Il romanzo si suddivide nelle tre situazioni della iniziale crescita d Ninni: bambino, ragazzino e ragazzo. Momenti pregni di scoperte e contraddizioni, valori e delusioni, rapporti personali belli e brutti.

Gli aspetti qualificanti della narrativa di Ferrari, parere di chi scrive, sono quelli dedicati ai maestri che ha incontrato e conosciuto nella sua formazione. A iniziare da quello delle elementari, dalla terza in poi, che ha avuto un approccio moderno (anche per noi, oggi) quanto efficace. Va citato:

«In questi tre anni avete fatto le vere elementari, nel senso che avete imparato le cose fondamentali, di base, cioè leggere, scrivere e fare i conti. Adesso questi strumenti bisogna che impariamo a usarli, ad adoperarli in concreto. Quindi vedremo cosa conviene leggere e di cosa e come si può scrivere».

E ancora: 

«Scrivere era un altro paio di maniche: scrivere è meglio che parlare, aiuta a chiarirsi le idee, si fa più fatica ma si è meno superficiali. Lui non voleva pensierini, voleva pensieroni, roba grossa, il meglio che ognuno aveva in testa. Temi voleva, anche lunghi… anche se poi quando lascia capire molto dicendo poco… » 

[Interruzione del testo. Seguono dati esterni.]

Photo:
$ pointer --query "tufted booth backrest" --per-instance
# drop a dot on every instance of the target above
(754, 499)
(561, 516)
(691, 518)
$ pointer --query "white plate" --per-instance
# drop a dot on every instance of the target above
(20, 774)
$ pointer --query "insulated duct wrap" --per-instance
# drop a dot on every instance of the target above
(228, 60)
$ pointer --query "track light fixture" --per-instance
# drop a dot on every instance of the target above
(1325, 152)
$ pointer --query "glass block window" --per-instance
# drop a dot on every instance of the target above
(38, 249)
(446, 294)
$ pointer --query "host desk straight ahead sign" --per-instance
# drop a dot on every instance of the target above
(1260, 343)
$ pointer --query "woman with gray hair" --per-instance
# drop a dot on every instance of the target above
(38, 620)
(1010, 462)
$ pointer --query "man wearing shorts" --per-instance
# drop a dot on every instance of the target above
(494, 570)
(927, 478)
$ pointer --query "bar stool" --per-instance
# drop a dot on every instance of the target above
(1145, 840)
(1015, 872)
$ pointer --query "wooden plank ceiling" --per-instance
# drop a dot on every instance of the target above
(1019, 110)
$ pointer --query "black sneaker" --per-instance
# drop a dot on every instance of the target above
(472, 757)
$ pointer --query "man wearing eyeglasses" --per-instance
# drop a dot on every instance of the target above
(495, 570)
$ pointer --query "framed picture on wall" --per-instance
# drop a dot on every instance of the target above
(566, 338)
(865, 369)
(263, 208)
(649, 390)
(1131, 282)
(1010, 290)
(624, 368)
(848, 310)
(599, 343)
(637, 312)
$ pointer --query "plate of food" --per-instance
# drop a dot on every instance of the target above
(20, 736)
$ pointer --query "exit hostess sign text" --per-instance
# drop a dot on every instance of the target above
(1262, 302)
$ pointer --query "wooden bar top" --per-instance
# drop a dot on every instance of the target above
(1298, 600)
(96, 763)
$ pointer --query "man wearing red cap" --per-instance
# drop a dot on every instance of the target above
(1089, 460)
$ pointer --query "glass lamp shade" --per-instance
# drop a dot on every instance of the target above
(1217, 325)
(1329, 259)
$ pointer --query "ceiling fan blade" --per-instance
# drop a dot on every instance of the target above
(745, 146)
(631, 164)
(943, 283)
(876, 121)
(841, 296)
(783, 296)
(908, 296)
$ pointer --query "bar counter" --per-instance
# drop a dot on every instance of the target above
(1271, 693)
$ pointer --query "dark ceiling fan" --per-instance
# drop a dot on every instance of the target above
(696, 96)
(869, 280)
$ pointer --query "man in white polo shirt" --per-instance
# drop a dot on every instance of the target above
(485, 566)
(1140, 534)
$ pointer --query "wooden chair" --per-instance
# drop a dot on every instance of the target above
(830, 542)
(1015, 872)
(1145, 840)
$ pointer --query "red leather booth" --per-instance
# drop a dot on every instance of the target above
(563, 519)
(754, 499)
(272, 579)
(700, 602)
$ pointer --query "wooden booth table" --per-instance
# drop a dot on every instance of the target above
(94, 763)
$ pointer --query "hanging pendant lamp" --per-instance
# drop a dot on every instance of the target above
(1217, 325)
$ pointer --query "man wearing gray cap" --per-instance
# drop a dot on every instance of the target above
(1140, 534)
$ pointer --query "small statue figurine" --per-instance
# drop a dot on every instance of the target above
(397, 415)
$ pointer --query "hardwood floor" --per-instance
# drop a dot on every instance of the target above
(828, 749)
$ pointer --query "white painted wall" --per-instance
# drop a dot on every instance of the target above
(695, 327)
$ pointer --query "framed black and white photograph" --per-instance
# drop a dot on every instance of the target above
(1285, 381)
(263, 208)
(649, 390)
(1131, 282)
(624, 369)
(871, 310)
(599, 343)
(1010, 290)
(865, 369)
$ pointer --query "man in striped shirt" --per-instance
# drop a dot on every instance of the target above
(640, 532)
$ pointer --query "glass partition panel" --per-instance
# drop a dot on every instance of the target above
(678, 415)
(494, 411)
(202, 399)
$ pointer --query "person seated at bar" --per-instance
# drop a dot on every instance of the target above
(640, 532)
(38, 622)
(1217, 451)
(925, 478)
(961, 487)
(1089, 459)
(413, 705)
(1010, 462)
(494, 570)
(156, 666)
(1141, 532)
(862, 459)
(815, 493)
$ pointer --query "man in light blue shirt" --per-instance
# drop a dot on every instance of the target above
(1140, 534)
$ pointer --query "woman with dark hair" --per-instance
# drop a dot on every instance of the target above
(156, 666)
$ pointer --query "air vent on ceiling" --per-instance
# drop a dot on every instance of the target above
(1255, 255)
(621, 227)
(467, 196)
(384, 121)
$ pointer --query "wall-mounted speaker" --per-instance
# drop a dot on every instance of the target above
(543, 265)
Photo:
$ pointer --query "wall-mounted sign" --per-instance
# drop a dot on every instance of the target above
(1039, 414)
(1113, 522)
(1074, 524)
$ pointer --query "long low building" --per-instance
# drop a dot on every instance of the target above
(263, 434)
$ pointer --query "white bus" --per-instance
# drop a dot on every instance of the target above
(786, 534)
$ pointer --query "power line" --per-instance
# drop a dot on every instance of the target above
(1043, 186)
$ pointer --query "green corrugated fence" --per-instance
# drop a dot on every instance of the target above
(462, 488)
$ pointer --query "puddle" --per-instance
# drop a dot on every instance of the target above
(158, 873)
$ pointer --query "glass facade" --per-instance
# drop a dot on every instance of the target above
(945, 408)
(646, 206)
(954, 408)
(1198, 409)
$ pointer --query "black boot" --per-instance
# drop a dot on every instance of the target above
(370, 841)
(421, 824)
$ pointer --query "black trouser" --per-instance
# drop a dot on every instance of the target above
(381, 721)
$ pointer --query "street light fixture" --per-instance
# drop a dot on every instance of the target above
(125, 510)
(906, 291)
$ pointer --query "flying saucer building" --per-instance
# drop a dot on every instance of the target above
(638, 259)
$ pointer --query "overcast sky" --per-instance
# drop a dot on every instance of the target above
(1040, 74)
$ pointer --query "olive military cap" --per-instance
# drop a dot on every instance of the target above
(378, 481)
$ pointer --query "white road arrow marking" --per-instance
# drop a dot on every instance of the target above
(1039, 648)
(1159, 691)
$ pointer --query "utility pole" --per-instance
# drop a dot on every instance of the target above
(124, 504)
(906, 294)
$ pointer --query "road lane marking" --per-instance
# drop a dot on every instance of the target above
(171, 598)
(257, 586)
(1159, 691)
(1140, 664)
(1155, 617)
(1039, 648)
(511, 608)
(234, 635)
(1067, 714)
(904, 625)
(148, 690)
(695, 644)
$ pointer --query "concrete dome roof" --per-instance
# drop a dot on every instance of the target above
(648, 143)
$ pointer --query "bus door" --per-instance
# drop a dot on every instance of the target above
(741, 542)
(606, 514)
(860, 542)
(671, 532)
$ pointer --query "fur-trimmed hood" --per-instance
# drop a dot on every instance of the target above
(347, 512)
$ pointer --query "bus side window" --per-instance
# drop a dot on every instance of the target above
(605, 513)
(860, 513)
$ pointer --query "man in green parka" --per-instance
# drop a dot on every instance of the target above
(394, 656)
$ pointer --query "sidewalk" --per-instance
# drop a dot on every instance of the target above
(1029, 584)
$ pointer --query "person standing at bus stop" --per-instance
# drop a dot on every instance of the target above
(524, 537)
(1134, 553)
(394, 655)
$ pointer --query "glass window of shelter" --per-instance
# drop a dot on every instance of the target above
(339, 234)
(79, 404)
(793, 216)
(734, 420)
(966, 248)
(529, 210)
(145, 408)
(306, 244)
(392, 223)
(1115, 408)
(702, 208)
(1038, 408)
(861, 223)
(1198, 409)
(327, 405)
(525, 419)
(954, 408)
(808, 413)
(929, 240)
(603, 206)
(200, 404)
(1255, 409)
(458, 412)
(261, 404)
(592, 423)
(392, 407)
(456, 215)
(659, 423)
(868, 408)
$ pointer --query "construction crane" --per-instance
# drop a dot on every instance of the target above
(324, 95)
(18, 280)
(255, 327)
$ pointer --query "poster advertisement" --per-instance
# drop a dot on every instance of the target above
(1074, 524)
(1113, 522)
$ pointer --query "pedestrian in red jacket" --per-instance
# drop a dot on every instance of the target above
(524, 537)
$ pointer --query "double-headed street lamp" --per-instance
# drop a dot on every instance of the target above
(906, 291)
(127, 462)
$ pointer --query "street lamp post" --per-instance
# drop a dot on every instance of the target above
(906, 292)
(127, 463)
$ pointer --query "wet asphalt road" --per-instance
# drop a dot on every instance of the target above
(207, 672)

Bastano queste due citazioni per rendere conto dell’essenza del romanzo di Ferrari. Che racconta tanto, 320 le sue pagine, ma fa capire … altro. Perché il rapporto con il sapere in generale, quello della lettura-scrittura in particolare diventa anima della scrittura di Ferrari. Il tutto inserito in un contesto ambientale di grande cambiamento, con l’arrivo di tante «novità» in grado di mutare abitudini e modi di pensare: prende avvio la rivoluzione degli elettrodomestici, il «game over» del mondo contadino. E la crescita di Ninni qui si fa ondivaga, di più: emozionante. Come sulle montagne russe, con accelerazioni e sussulti, grandi conquiste e marce sul posto. Sempre con una passione incondizionata nei confronti della parola scritta, del sapere.  Emblematica una delle frasi finali… «il tempo e la testa andavano adoperati pe studiare e imparare, non per divertirsi. Per divertirsi c’erano le ragazze». Qui un bel discorso, magari in riferimento al #MeToo, ci potrebbe anche stare, d’accordo. Ma Arturo Ferrari sta narrando di altri tempi ed è fedele al modo di pensare di quell’epoca lì (nessuno si senta offeso, per carità).


«Ragazzo italiano», 2020, di Gian Arturo Ferrari, ed. Feltrinelli, pag. 320, Euro. 18,00.